Chief Brubaker was livid that I went into the club by myself and then somehow coaxed a police drone into destroying approximately sixty-one million dollars’ worth of robots and an unknown amount of physical property. He didn’t stop yelling the entire time I was in pre-op and promised to tear into me again once the surgery to repair the tendons in my wrist was finished.

Two hours.

Even with modern medical advances and droid assistance, the procedure was tedious. Apparently, jagged edges of bone and connective tissue don’t mix. The doc said that short of amputation, it was the most damage he’d seen in a living patient who kept their hand.
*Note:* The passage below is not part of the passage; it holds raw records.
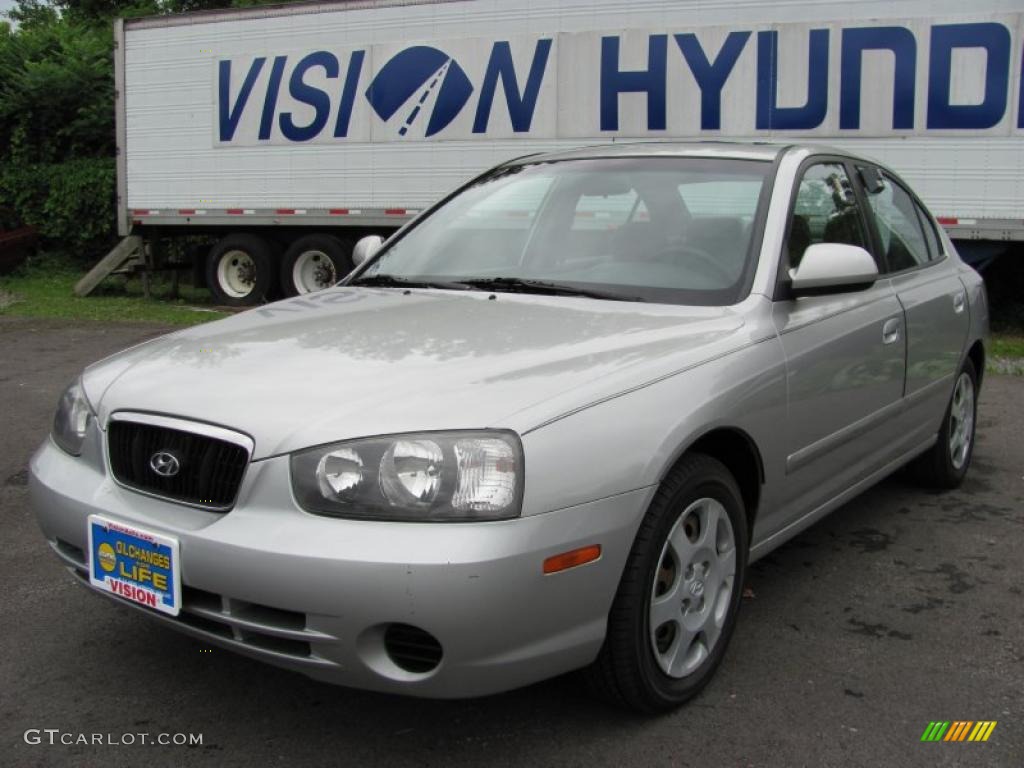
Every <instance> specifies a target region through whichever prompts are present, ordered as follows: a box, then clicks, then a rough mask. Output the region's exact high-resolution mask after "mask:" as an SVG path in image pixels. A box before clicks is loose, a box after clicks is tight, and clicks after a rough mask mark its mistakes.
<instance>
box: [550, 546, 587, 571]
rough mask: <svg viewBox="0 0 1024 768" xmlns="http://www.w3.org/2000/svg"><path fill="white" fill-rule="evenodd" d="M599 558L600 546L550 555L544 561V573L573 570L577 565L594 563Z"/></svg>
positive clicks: (577, 565) (582, 548)
mask: <svg viewBox="0 0 1024 768" xmlns="http://www.w3.org/2000/svg"><path fill="white" fill-rule="evenodd" d="M600 556H601V545H600V544H592V545H590V546H589V547H581V548H580V549H573V550H570V551H568V552H562V553H561V554H560V555H552V556H551V557H549V558H548V559H547V560H545V561H544V572H545V573H557V572H559V571H561V570H566V569H568V568H574V567H577V566H578V565H586V564H587V563H589V562H594V560H596V559H597V558H599V557H600Z"/></svg>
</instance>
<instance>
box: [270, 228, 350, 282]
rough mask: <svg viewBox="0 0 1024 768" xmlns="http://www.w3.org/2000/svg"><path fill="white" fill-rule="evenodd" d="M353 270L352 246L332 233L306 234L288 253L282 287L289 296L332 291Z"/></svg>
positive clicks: (282, 279)
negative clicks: (330, 234) (337, 238)
mask: <svg viewBox="0 0 1024 768" xmlns="http://www.w3.org/2000/svg"><path fill="white" fill-rule="evenodd" d="M351 270H352V244H351V243H349V242H347V241H342V240H339V239H337V238H335V237H332V236H330V234H306V236H305V237H302V238H299V239H298V240H297V241H295V242H294V243H292V245H291V246H289V248H288V250H287V251H285V257H284V258H283V259H282V260H281V288H282V290H283V291H284V292H285V295H286V296H298V295H300V294H305V293H311V292H313V291H321V290H323V289H325V288H330V287H331V286H333V285H334V284H335V283H337V282H338V281H339V280H341V279H342V278H344V276H345V275H346V274H348V273H349V272H350V271H351Z"/></svg>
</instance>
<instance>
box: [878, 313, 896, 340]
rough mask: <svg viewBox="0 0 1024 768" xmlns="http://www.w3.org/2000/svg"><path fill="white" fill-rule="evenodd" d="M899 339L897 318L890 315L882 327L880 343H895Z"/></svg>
mask: <svg viewBox="0 0 1024 768" xmlns="http://www.w3.org/2000/svg"><path fill="white" fill-rule="evenodd" d="M897 341H899V318H898V317H890V318H889V319H887V321H886V324H885V325H884V326H883V327H882V343H883V344H895V343H896V342H897Z"/></svg>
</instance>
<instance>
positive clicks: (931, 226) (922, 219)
mask: <svg viewBox="0 0 1024 768" xmlns="http://www.w3.org/2000/svg"><path fill="white" fill-rule="evenodd" d="M913 209H914V210H915V211H916V212H918V218H919V219H920V220H921V227H922V228H923V229H924V230H925V242H926V243H928V256H929V258H930V259H931V260H932V261H935V260H936V259H938V258H941V257H942V246H941V245H940V244H939V236H938V232H936V231H935V224H933V223H932V219H931V217H930V216H929V215H928V213H927V212H926V211H925V209H924V208H922V207H921V206H919V205H918V204H916V203H914V204H913Z"/></svg>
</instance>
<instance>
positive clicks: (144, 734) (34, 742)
mask: <svg viewBox="0 0 1024 768" xmlns="http://www.w3.org/2000/svg"><path fill="white" fill-rule="evenodd" d="M24 738H25V743H27V744H32V745H36V744H47V745H50V746H56V745H58V744H63V745H66V746H78V745H87V746H138V745H153V746H201V745H202V744H203V734H202V733H146V732H139V733H129V732H127V731H126V732H125V733H81V732H76V731H62V730H60V729H59V728H29V730H27V731H26V732H25V735H24Z"/></svg>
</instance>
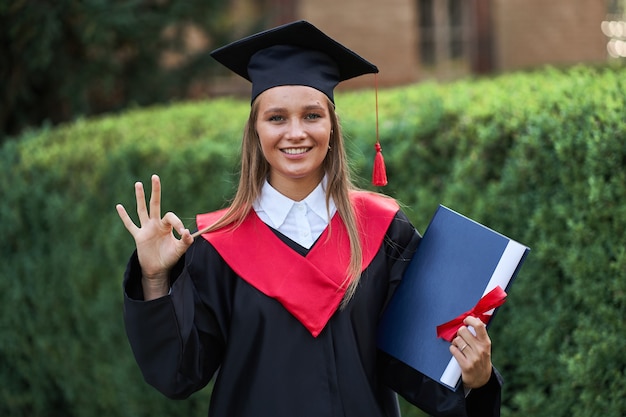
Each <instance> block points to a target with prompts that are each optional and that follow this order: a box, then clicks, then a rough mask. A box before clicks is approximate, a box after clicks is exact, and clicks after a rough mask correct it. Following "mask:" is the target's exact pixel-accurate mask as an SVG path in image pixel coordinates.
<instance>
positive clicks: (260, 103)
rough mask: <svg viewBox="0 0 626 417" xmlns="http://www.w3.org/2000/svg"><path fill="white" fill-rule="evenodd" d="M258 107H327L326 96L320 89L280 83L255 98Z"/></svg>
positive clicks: (297, 85) (301, 85) (304, 86)
mask: <svg viewBox="0 0 626 417" xmlns="http://www.w3.org/2000/svg"><path fill="white" fill-rule="evenodd" d="M257 101H258V104H259V107H260V109H264V108H268V107H308V106H320V107H323V108H328V98H327V97H326V95H325V94H324V93H322V92H321V91H319V90H317V89H315V88H312V87H308V86H304V85H282V86H278V87H272V88H270V89H268V90H265V91H264V92H263V93H261V94H260V95H259V96H258V98H257Z"/></svg>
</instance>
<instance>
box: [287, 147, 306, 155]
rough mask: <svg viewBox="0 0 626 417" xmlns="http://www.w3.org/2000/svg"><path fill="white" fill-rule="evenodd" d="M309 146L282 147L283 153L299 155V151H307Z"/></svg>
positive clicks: (299, 152) (294, 154) (301, 151)
mask: <svg viewBox="0 0 626 417" xmlns="http://www.w3.org/2000/svg"><path fill="white" fill-rule="evenodd" d="M308 150H309V148H287V149H283V152H284V153H288V154H289V155H299V154H301V153H305V152H308Z"/></svg>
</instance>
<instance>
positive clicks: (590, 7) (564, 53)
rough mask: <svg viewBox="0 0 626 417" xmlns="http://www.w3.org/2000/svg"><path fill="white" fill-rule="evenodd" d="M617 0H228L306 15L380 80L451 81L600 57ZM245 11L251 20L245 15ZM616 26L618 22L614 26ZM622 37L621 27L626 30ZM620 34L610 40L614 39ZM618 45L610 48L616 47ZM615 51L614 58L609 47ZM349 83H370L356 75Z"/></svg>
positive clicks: (274, 16)
mask: <svg viewBox="0 0 626 417" xmlns="http://www.w3.org/2000/svg"><path fill="white" fill-rule="evenodd" d="M620 3H623V2H622V1H619V0H618V1H608V2H607V1H605V0H550V1H545V0H386V1H384V2H383V1H378V0H341V1H338V0H266V1H264V2H258V1H253V0H233V1H232V4H233V11H234V13H237V14H238V16H239V17H240V18H242V17H243V19H242V21H243V22H245V21H252V20H253V19H252V16H255V15H256V16H259V15H264V16H266V18H265V23H264V26H265V27H272V26H276V25H279V24H283V23H287V22H290V21H293V20H298V19H305V20H308V21H310V22H311V23H313V24H314V25H316V26H318V27H319V28H320V29H322V30H323V31H324V32H326V33H328V34H329V35H330V36H332V37H334V38H336V39H339V40H340V41H341V42H342V43H343V44H345V45H346V46H348V47H349V48H351V49H354V50H355V51H358V53H359V54H361V55H363V56H364V57H366V58H367V59H369V60H370V61H372V62H373V63H375V64H377V65H378V67H379V69H380V71H381V72H380V75H379V82H380V84H381V85H387V86H393V85H401V84H405V83H412V82H417V81H420V80H424V79H438V80H450V79H455V78H459V77H463V76H467V75H470V74H493V73H498V72H503V71H512V70H520V69H530V68H534V67H540V66H545V65H554V66H566V65H572V64H575V63H592V64H593V63H603V62H606V61H607V59H608V58H609V57H610V55H609V53H608V51H607V42H608V36H607V33H608V23H604V26H606V30H602V27H604V26H603V22H608V21H610V20H611V19H610V18H611V17H614V19H613V20H615V21H619V20H623V19H622V18H621V16H619V15H618V16H613V15H614V14H618V13H619V12H621V11H622V8H621V7H622V5H621V4H620ZM246 15H248V16H249V19H246V18H245V16H246ZM614 26H615V24H614ZM622 35H623V36H624V37H626V27H625V28H624V33H622ZM618 41H619V39H617V40H615V41H614V42H613V44H615V42H618ZM614 49H615V48H614ZM612 55H613V56H618V54H617V53H613V54H612ZM346 85H347V86H348V87H354V86H361V85H370V86H371V80H359V79H356V80H353V81H351V82H349V83H346Z"/></svg>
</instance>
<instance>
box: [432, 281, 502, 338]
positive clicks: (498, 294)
mask: <svg viewBox="0 0 626 417" xmlns="http://www.w3.org/2000/svg"><path fill="white" fill-rule="evenodd" d="M505 301H506V292H504V290H503V289H502V288H501V287H500V286H497V287H495V288H494V289H493V290H491V291H489V292H488V293H487V294H485V295H484V296H483V297H482V298H481V299H480V300H479V301H478V303H476V305H475V306H474V308H472V309H471V310H469V311H466V312H465V313H463V314H460V315H459V316H458V317H455V318H453V319H452V320H450V321H448V322H446V323H443V324H440V325H439V326H437V337H441V338H442V339H444V340H447V341H448V342H452V339H454V337H455V336H456V332H457V331H458V330H459V328H460V327H461V326H463V320H465V318H466V317H469V316H474V317H477V318H478V319H480V321H482V322H483V323H485V324H487V323H488V322H489V319H490V318H491V314H485V313H487V312H488V311H489V310H492V309H494V308H496V307H500V306H501V305H502V304H504V302H505Z"/></svg>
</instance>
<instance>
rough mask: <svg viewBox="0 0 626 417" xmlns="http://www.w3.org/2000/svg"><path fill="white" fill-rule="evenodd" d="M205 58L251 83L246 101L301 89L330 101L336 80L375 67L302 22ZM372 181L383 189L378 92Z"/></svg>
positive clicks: (345, 48) (355, 54)
mask: <svg viewBox="0 0 626 417" xmlns="http://www.w3.org/2000/svg"><path fill="white" fill-rule="evenodd" d="M211 56H212V57H213V58H215V59H216V60H217V61H218V62H220V63H221V64H222V65H224V66H225V67H227V68H228V69H230V70H231V71H233V72H234V73H236V74H238V75H240V76H241V77H243V78H245V79H246V80H248V81H250V82H251V83H252V94H251V101H254V99H256V97H257V96H258V95H259V94H261V93H262V92H263V91H265V90H268V89H270V88H272V87H278V86H282V85H305V86H309V87H312V88H315V89H317V90H319V91H321V92H322V93H324V94H326V96H327V97H328V98H329V99H330V100H331V101H333V102H334V95H333V90H334V88H335V87H336V86H337V84H339V83H340V82H341V81H345V80H348V79H350V78H354V77H358V76H359V75H364V74H377V73H378V68H377V67H376V65H374V64H372V63H371V62H369V61H367V60H366V59H364V58H363V57H361V56H359V55H357V54H356V53H355V52H353V51H351V50H350V49H348V48H346V47H345V46H343V45H342V44H340V43H339V42H337V41H335V40H334V39H332V38H331V37H329V36H328V35H326V34H325V33H324V32H322V31H321V30H319V29H318V28H316V27H315V26H313V25H312V24H311V23H309V22H307V21H305V20H299V21H296V22H292V23H288V24H286V25H282V26H278V27H275V28H273V29H269V30H265V31H263V32H259V33H256V34H254V35H250V36H248V37H245V38H243V39H240V40H238V41H235V42H232V43H230V44H228V45H225V46H223V47H221V48H218V49H216V50H214V51H212V52H211ZM377 89H378V88H377ZM372 182H373V184H374V185H376V186H383V185H386V184H387V174H386V170H385V166H384V161H383V157H382V153H381V147H380V142H379V140H378V93H377V97H376V158H375V160H374V171H373V174H372Z"/></svg>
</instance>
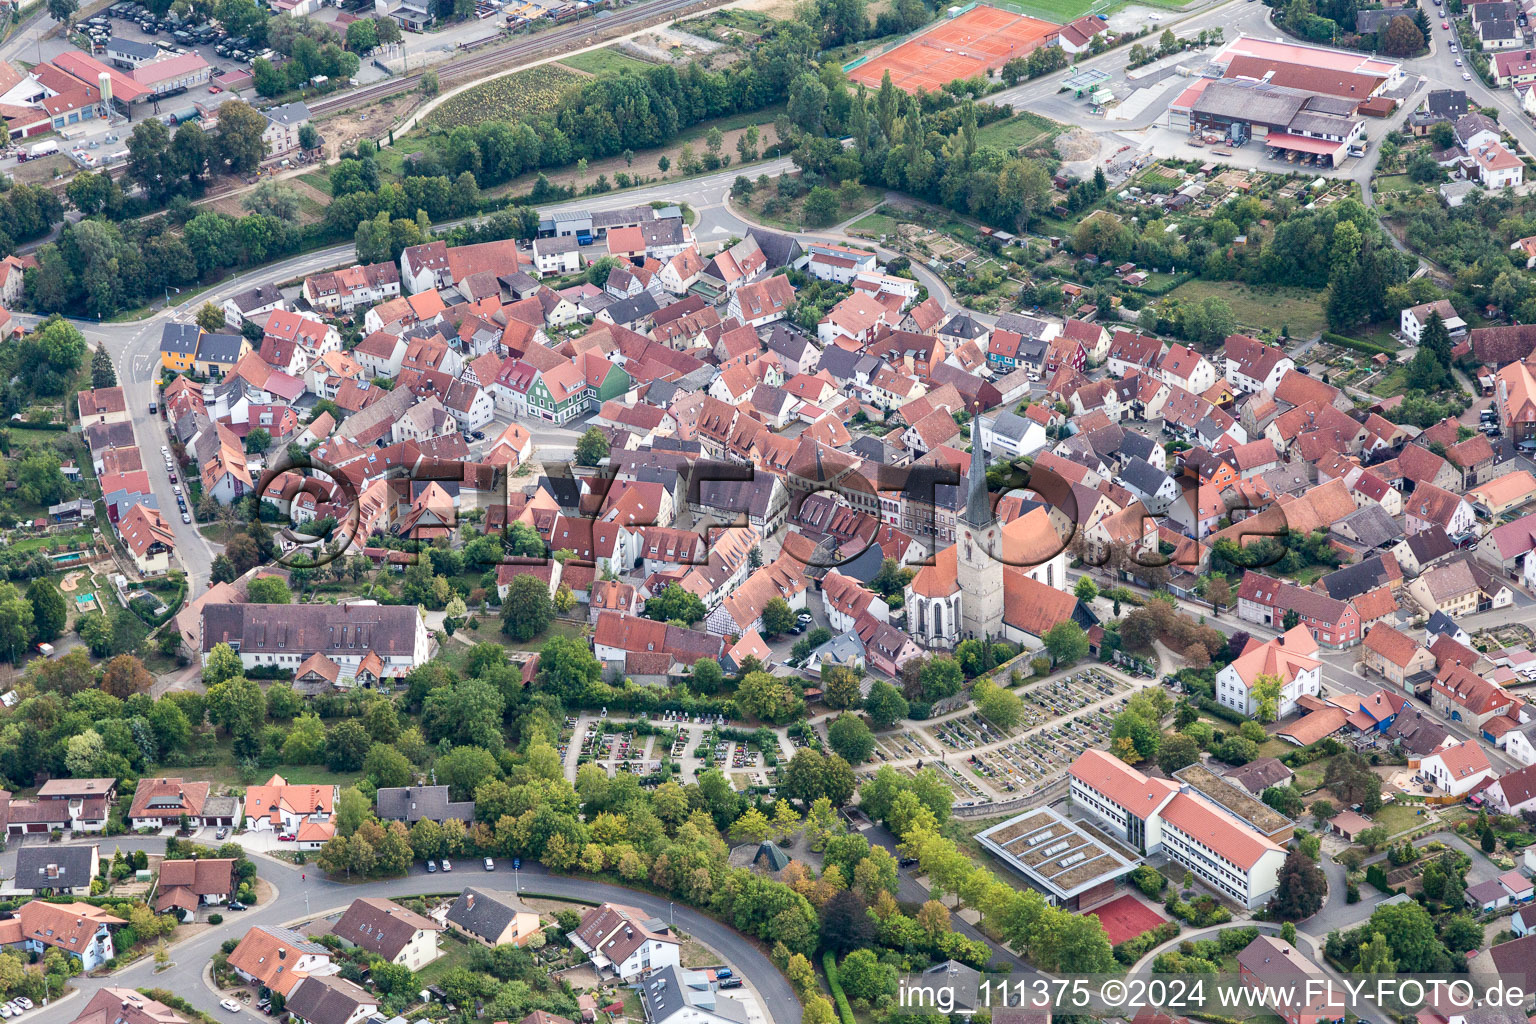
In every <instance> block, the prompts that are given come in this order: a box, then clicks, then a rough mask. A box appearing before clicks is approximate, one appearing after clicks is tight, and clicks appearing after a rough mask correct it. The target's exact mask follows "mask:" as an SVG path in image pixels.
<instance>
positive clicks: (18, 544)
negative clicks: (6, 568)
mask: <svg viewBox="0 0 1536 1024" xmlns="http://www.w3.org/2000/svg"><path fill="white" fill-rule="evenodd" d="M58 543H63V545H65V547H66V550H69V548H78V547H88V545H89V543H91V531H89V530H71V531H69V533H54V534H49V536H46V537H23V539H22V540H17V542H15V543H12V545H11V550H12V551H37V550H38V548H52V547H54V545H58Z"/></svg>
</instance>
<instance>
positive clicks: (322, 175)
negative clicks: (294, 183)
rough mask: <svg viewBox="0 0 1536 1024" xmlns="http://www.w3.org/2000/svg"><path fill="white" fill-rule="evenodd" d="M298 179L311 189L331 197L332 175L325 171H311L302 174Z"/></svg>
mask: <svg viewBox="0 0 1536 1024" xmlns="http://www.w3.org/2000/svg"><path fill="white" fill-rule="evenodd" d="M298 178H300V181H303V183H304V184H307V186H309V187H312V189H315V190H318V192H324V193H326V195H330V175H329V173H326V172H324V170H310V172H309V173H301V175H300V177H298Z"/></svg>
I avoided the doctor’s questions by blaming the injury on my abusive wife.
I’m sure social services will stop by later for a little chat
.

The only good thing about being in surgery that long was that the rental car agency had unfucked themselves and sent over a new vehicle. Now, for the bad news: they’d decided I was a high risk client, so they sent over a Ford Tortuga, a subcompact two-door car with zero back seat and few places to hide a dead body. Dammit.

The stupid car became misrouted and refused to enter the police station parking lot, so I got out and walked the two blocks from the corner where it decided to park and where the Easytown Police Station was actually located. My jacket had sustained some “minor” damage during the fight at the Puss ‘n Boots. I’m not sure if any of the seams remained intact, but I did know that by the time I made it to the door, my back was drenched.

The walk was excessively difficult because of the injury to my ribs. For all of its breakthroughs and miracle cures, the medical establishment had yet to discover a better technique for healing broken ribs than a body wrap and pain medicine. Great if you were sitting on the couch reading a book for a week or two, not good if you were out trying to stop a murderer from achieving their ultimate goals.

As I walked haltingly toward the building, I tried to unravel the hidden clues in the case. My initial hunch that the murders were related was correct and my later belief that the killer used the bots to murder his victims proved true as well.

One thing was for certain, he knew I was on the case and had targeted me twice now, as well as being the likely suspect for the drive-by shooting at Amir’s house.
What else is he capable of?

Even armed with that knowledge, I didn’t come up with much in the way of a suspect.

“You look like dog shit stuck to the bristles of a street sweeper, Detective,” a familiar voice snickered as I stumbled into the station.

“Hi, Sandra,” I groaned in response to the desk sergeant. “Been busy?”

“It was a Monday night last night. Ladies’ night across all the district bars and clubs.”

I nodded gingerly. “Which means all the creepers and pervs were out too.”

“You know it.” The Puerto Rican leaned forward over her desk, and slid her holoprojector to the side, causing her data entry screen to move out of the way. “So, let me in on the juicy details. Who beat the ever-loving shit out of you?”

“By the club owner’s count, thirty-four sex bots.”

“Plastic pussies?” she derided.

I knew her next comment was coming, so I went ahead and told her about the male bots as well. “And circuit schlongs.”